This is the date singles give up on dating for the year


But Christmas is still thought of as a deeply romantic time of year (Picture: Getty Images/EyeEm)

Not so long ago, we hailed the arrival of cuffing season, when singles look for someone to get cosy with during the winter months.

But now, it’s going on hiatus, as a poll has found the date singletons decide to press pause on dating until the new year.

According to Match, 11 December is the date that single people decide to wait until January to start dating again.

The holidays can fill up your calendar pretty fast, so it’s little wonder we choose to wait until party season is over to get back on the hunt for love.

Almost a third (31%) of single Brits surveyed said they find the festive season gets in the way of dating, as people are too busy catching up with friends and family, and just don’t have the time.

That doesn’t mean they give up on dating altogether, as 24% believe they’ll have more success in the new year, with 13% saying that finding a partner is top of their list of new year’s resolutions.

Another logistical challenge to holiday dating is that 16% said they’ll be visiting family over the holidays, and don’t want to fall for someone who lives far away.

This is all despite the fact that 62% of singles surveyed still find Christmas the most romantic time of year – more even than Valentine’s Day – and 18% feel like the romance of the festive season is something that sparks their desire to get into a relationship in the first place.

Even though the logistics of putting yourself out there at this time of year can be a bit much, Hayley Quinn, Match’s dating expert, says it’s good to keep yourself open to meeting someone consistently throughout the year if you’d like to find a significant other.

She adds: ‘Although Christmas can feel like a huge pause for your social plans, it’s important to stay open to meeting someone during this time.

Two women hugging at Christmas tree

Many people are too busy enjoying their friends and family to have time to date right now (Picture: Getty Images)

‘Whether it’s setting aside time to reply daily to people’s messages or going on a date via an in-app video call, remember, there are still ways to date if you’re away for a few weeks over this period.’

Indeed, PR exec Katie tells us that she met her partner online through a friend during the festive season in 2019, and it didn’t take long for them to hit it off.

She recalls: ‘I remember getting messages from him on Christmas day and I had major butterflies – I knew this was something different!’

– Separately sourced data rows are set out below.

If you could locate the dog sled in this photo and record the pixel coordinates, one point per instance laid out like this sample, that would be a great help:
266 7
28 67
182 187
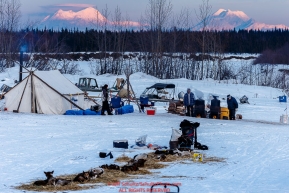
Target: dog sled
165 187
160 92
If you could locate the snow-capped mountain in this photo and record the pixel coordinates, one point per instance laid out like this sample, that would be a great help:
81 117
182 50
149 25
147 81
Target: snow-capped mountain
86 18
228 20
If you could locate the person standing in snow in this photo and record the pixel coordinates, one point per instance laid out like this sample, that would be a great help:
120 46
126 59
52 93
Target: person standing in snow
189 102
232 106
105 105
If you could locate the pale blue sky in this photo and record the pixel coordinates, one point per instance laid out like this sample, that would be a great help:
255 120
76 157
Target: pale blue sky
266 11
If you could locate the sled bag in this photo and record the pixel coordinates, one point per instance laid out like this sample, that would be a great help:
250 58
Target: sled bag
120 144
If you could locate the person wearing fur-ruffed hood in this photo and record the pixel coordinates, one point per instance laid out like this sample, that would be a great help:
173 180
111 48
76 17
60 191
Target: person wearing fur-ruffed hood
105 99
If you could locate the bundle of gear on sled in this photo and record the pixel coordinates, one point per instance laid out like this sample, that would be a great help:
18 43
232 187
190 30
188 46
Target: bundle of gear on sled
186 136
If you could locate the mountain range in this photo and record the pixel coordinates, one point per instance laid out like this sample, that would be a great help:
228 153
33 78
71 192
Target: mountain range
90 18
238 20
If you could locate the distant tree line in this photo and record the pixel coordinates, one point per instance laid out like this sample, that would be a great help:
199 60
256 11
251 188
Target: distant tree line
164 46
175 40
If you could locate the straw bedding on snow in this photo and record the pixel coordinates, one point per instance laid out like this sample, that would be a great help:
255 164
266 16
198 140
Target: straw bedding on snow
112 176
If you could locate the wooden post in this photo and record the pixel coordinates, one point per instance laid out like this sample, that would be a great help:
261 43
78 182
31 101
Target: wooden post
59 93
17 111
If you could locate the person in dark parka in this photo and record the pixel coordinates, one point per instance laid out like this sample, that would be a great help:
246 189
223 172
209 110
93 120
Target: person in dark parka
189 102
232 106
105 105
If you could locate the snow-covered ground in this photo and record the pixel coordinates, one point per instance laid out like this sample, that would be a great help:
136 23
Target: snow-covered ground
255 148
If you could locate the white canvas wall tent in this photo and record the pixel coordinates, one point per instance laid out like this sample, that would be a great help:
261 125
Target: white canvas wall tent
46 92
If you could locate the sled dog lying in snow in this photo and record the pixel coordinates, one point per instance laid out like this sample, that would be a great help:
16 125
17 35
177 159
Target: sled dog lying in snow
81 177
50 180
95 173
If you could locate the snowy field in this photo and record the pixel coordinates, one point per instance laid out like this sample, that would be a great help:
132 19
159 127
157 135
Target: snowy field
255 149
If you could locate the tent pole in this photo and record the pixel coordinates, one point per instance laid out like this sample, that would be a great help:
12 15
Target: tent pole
17 111
32 94
59 93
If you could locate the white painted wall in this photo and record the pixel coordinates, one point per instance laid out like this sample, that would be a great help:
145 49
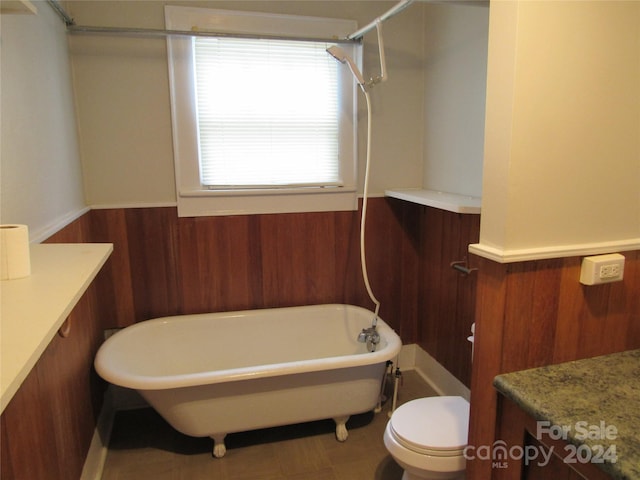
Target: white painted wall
122 95
40 173
562 144
455 39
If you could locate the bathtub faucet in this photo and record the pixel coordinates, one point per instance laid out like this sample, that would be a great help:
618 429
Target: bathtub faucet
371 337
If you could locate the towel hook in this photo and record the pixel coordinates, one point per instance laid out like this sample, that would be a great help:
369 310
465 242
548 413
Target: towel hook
461 266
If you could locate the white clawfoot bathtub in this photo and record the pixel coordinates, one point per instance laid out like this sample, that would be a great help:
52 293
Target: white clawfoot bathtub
217 373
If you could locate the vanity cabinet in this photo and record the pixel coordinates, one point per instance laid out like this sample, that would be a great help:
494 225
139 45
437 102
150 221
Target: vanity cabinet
52 325
519 430
570 420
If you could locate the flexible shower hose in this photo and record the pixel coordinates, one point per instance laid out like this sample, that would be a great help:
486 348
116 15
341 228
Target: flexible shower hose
363 220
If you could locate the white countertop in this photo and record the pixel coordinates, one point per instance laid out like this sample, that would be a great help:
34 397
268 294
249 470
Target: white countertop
33 308
452 202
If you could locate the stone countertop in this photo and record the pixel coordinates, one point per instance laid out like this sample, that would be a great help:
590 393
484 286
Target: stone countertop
591 398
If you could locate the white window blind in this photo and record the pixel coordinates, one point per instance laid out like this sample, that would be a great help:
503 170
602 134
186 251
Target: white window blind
261 125
267 113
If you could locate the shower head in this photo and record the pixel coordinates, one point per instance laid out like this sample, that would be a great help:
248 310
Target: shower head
340 55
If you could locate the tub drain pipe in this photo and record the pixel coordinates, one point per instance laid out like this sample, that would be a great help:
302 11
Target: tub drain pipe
396 383
382 397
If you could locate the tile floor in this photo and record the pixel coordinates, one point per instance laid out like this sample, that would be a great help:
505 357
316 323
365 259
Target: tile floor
143 446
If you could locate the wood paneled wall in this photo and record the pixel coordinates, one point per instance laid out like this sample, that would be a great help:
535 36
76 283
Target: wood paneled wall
165 265
537 313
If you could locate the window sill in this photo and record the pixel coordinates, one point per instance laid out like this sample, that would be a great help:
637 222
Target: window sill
199 203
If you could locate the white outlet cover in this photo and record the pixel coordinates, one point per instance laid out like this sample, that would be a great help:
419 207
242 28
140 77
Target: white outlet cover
590 273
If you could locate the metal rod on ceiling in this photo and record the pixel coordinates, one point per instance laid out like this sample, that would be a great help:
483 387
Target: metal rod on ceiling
151 32
62 13
388 14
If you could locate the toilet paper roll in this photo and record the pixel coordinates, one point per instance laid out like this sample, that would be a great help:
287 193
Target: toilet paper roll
15 260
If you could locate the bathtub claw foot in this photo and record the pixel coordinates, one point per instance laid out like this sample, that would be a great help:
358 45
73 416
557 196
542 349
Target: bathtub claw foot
341 428
219 448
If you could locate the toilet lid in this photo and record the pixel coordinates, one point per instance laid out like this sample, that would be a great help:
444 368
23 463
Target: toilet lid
432 425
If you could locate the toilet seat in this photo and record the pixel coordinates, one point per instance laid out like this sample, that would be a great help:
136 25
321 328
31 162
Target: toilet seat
435 426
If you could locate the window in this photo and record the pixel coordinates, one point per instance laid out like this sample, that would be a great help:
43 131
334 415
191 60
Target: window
260 125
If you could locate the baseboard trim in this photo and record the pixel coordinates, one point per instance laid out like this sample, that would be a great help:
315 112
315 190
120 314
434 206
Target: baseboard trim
438 377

They met in person for the first time at a New Year’s Eve party at Manchester’s Warehouse Project.

‘I knew he was going to the same event,’ she says, ‘but it was such a big one I didn’t feel hopeful that we would actually meet. Then he texted me saying he was right by me.

‘I spotted him and that was it, it was like fireworks. We spent the whole night dancing and it just felt right.

‘The night ended and we went separate ways. I was due to travel back to London on New Year’s Day, but he texted me saying he wanted to see me again. I travelled to his not knowing where I was going on the train, but it still felt right. I met his parents on New Year’s Day and our three-year anniversary is next month.

‘I still get the same butterflies I did when we first met.’

It’s also important to not put pressure on yourself to meet somebody at any time of the year, Christmas or otherwise.

To anyone worried about being single-shamed by family over the holidays, Hayley says: ‘If you are met with unwanted questions about “why you’re single”, remember that you don’t have to justify yourself.

‘We are all on our own timelines and falling in love isn’t a race, it’s of course about choosing the right partner for you. Instead, you can choose to answer affirmatively that you’re enjoying single life right now or change the topic to something you are passionate about.

‘Whatever you do, don’t feel like you have to explain yourself – there’s nothing lesser about being single compared to being in a relationship.’